As I said before, I love New Years.  I love the call to celebrate.  A handful of friends and I got together to celebrate.

We spent the night eating pigs in a blanket, so many cookies, and tons of chips and salsa.  We watched scandalous NYC performers on tv while halfway covering our eyes.  We talked about crushes and futures and life.  We played catch phrase and did sparklers barefoot outside.  We prayed together for the year before we went to bed.




It was tender.  That's a #stopwhitegirls2k15 word for sure, but that is the only word that describes how sweet it was to me.  My heart easily filled and overflowed as I loved and loved and loved.

Needless to say, I was in tears before I made it out of the neighborhood, leaving Columbia to come back home.  I could literally feel my heart breaking as I considered a day without these friends, or without the types of friendship that I have now.  Maybe it was more like my heart was tearing - torn between so deeply craving the community that I have and weeping over the day that this season will be over.

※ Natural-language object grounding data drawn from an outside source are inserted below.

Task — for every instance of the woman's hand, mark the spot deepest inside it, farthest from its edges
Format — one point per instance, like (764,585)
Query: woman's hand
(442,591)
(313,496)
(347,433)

I dread that day.  I dread ever having to leave these people.  I dread going separate ways and growing apart and having to deal with the repercussions of changing times.  I sound like a drama queen because I am, but I desperately loathe having to call these days over.

It's so funny how friendships wax and wane.  How, one day, I call her and him my friend, while the next day, it's them and her and him over there.  The people that I thought I'd never lose - I did.  I guess that's how it's supposed to go.  Not that I'm supposed to end all of my friendships periodically, but that in different seasons, the heart yearns for different things.

There is something deeply rooted in the friendships that we create, especially those special ones that we know are sent straight from the Lord himself.  There is something deep, deep, deep in those relationships that send you weeping at the thought of conclusion.  There is something in that pursuit - that continual commitment to tough it out, even in seasons of depression or loneliness or other friends put first or busyness or seasons better spent with some distance.  There is something there worth fighting for.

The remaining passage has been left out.